To my surprise and irritation he didn't pick my call but Sasha did.

"Hey Sasha, what has happened? Why Maine is not picking up my call?" - I asked surprised hearing her voice instead of Maine.

"Hi Markus, nothing much except that Maine is busy celebrating completing a contract. Celebration went so well that he had lost his consciousness and still barely functions."

"God, I am really wondering how much did he drink last night. Anyway, I am back to Night City and wanted to get a nice flat or studio to rent. Wanted to ask for your help since there high chance I may end up cheated by landlords and etc. Consider it as consultancy job."

"Not a problem. I am actually free right now and can help you with that. In case I can just do some Net search and send you info about reliable companies that deal with that."

"That's good. Let's meet at Kabuki Roundabout. I think it is perfect place to start searching. Or are you filthy rich and we can start from Westbrook?"

"Ha, I wish I was that filthy rich. Not yet Sasha, not yet. Ok so Kabuki Roundabout. Be there in twenty or thirty mins depending on NCART."

"Alright."

I have taken quick tube from airport to nearest NCART station. There I got into one of trains going towards Watson. Just as I was approaching Watson I sensed someone trying to hack me. I activated Kerenzikov and started looking for bastard. Gotcha! I see a guy trying to get closer to exit and run to next train section. Seems he realised that prey turned out too be dangerous and cautious for him.

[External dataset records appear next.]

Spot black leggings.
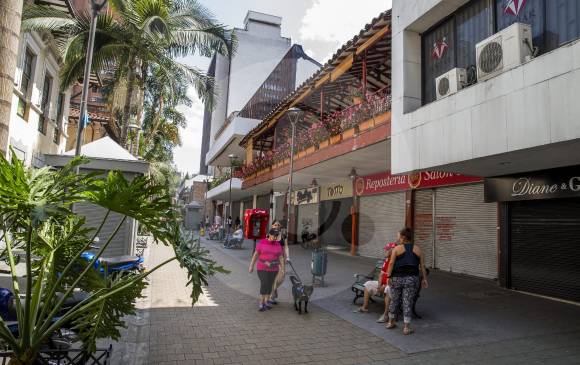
[258,270,278,295]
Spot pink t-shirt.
[256,238,282,271]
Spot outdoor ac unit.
[435,68,467,100]
[475,23,533,81]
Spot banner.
[355,171,483,196]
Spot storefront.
[410,171,498,279]
[292,187,319,241]
[485,167,580,302]
[355,171,498,279]
[355,172,408,258]
[319,180,353,247]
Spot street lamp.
[75,0,107,162]
[286,107,302,247]
[127,121,141,156]
[348,167,358,256]
[225,154,238,242]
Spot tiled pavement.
[118,239,580,365]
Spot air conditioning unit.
[475,23,533,81]
[435,68,467,100]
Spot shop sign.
[484,167,580,203]
[355,171,482,196]
[320,180,352,200]
[292,187,319,205]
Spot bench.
[351,260,429,319]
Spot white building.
[200,11,320,220]
[9,0,70,166]
[391,0,580,301]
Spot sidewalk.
[114,236,580,365]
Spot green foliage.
[0,154,224,364]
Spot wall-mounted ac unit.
[475,23,533,81]
[435,68,467,100]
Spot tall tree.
[0,0,22,156]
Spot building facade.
[9,21,70,166]
[200,11,320,225]
[391,0,580,302]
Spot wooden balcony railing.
[241,88,391,178]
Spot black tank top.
[391,243,420,276]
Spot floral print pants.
[389,275,420,323]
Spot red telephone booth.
[244,209,269,240]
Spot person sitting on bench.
[355,242,397,323]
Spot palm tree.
[22,0,235,148]
[0,0,22,156]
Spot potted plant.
[0,151,226,365]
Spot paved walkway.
[116,237,580,365]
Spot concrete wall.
[227,20,290,114]
[9,33,70,165]
[296,58,320,87]
[392,0,580,176]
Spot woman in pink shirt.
[249,229,284,312]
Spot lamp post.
[286,108,302,250]
[75,0,107,162]
[348,167,358,256]
[225,154,238,243]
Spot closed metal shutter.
[509,199,580,302]
[74,203,133,256]
[413,189,433,267]
[359,192,405,258]
[435,184,497,279]
[297,204,318,240]
[256,194,270,212]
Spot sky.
[174,0,391,175]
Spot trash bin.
[310,249,328,286]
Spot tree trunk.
[133,62,148,157]
[121,57,135,148]
[0,0,22,156]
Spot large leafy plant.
[0,154,226,364]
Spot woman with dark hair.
[387,228,429,335]
[268,219,289,305]
[249,229,284,312]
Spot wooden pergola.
[240,10,391,154]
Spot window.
[495,0,553,52]
[423,19,455,103]
[52,128,60,144]
[422,0,580,104]
[40,74,52,117]
[38,115,48,134]
[545,0,580,49]
[20,48,34,97]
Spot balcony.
[205,112,260,166]
[241,88,391,189]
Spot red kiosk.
[244,209,270,251]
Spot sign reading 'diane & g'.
[485,167,580,203]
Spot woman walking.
[249,229,284,312]
[387,228,428,335]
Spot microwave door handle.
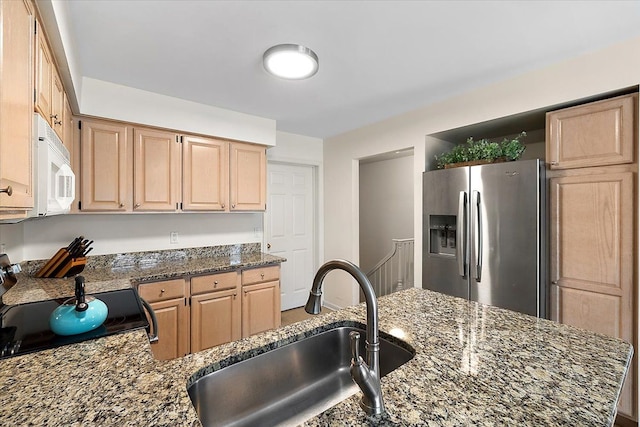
[473,191,483,282]
[456,191,467,277]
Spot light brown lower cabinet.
[549,166,637,419]
[138,279,190,360]
[191,271,241,353]
[242,265,281,338]
[138,266,280,360]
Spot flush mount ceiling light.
[262,44,318,80]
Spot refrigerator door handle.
[473,190,482,282]
[456,191,467,277]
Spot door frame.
[262,158,324,310]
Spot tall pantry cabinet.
[546,93,638,420]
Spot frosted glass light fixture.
[262,44,318,80]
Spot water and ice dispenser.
[429,215,456,256]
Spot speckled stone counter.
[0,289,632,427]
[2,250,286,305]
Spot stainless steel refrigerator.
[422,159,547,318]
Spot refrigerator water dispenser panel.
[429,215,456,256]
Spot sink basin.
[188,324,415,426]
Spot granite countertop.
[2,252,286,305]
[0,289,633,427]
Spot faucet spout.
[305,259,384,415]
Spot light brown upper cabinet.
[61,96,73,156]
[550,166,636,417]
[0,1,35,219]
[229,142,267,211]
[182,135,229,211]
[133,128,180,212]
[50,67,65,141]
[80,119,133,212]
[35,20,55,124]
[546,94,637,169]
[80,119,267,212]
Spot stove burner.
[0,289,149,359]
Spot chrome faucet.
[304,259,384,415]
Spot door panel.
[265,163,314,310]
[133,128,181,211]
[422,167,469,298]
[182,135,229,211]
[80,119,133,211]
[469,160,546,316]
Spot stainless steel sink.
[188,325,415,426]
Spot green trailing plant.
[435,132,527,169]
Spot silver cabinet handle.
[473,190,482,282]
[456,191,467,277]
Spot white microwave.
[29,113,76,217]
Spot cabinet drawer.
[191,271,240,295]
[138,279,186,302]
[242,265,280,286]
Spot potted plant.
[435,132,527,169]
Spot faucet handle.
[349,331,364,366]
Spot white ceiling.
[57,0,640,138]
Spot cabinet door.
[35,21,54,124]
[0,1,35,218]
[550,167,636,416]
[182,135,229,211]
[242,280,280,338]
[546,95,637,169]
[229,142,267,211]
[191,288,241,353]
[51,67,64,139]
[138,279,190,360]
[80,120,133,212]
[133,128,180,212]
[150,298,189,360]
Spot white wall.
[80,77,276,146]
[0,213,263,262]
[359,155,413,272]
[324,38,640,306]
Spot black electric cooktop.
[0,289,149,359]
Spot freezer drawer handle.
[456,191,467,277]
[473,191,482,282]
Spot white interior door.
[265,163,315,310]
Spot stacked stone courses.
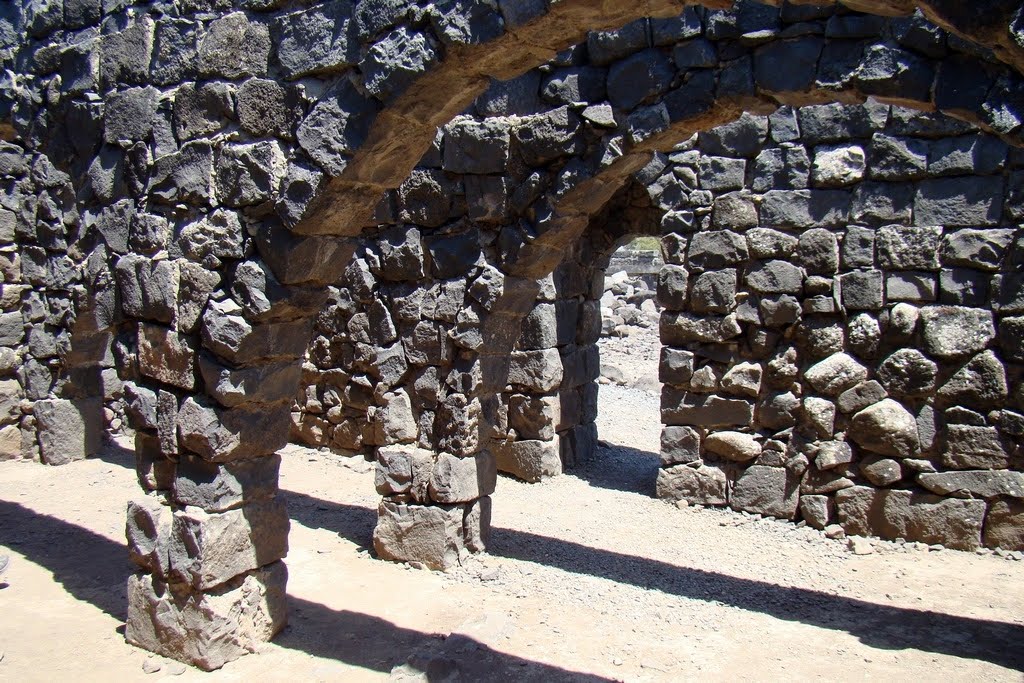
[0,0,1024,669]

Quick dash and grab him by the neck. Next I smash his head few times against the wall. Little cunt started asking for help but nobody responded. So I kept beating him up until we have finally arrived to station. I tossed him out and started walking towards an exit when I got called out by a bunch of wannabe gangstas.

"Hey shithead, who the fuck do you think you are to do so on our turf?"

Sigh, I am here in Night City for less than an hour and someone already tries to rob me and now threats?! God, you guys just got yourself death section on wheel of fortune.

Quick activation of Kerenzikov and Reflex Tuner, I get out M-10AF from holster. I started aiming for vital points since handgun lacks in power but compensates with not so bad accuracy. 4 shots and 4 dead or dying mobsters right in front of me. Thanks to drills I almost automatically perform 4 headshots making sure that they are dead. Hmm, maybe I better get Tsunami Nue or something more hard hitting? Yeah, Lexington is good for cops but not for people like me who more interested in making sure enemy is dead and not in court giving confessions.

Well, in less than an hour after arrival I managed to kill four idiots and get almost rubbed. I am actually back in Night City. Glad to see you again you old gold toothed whore.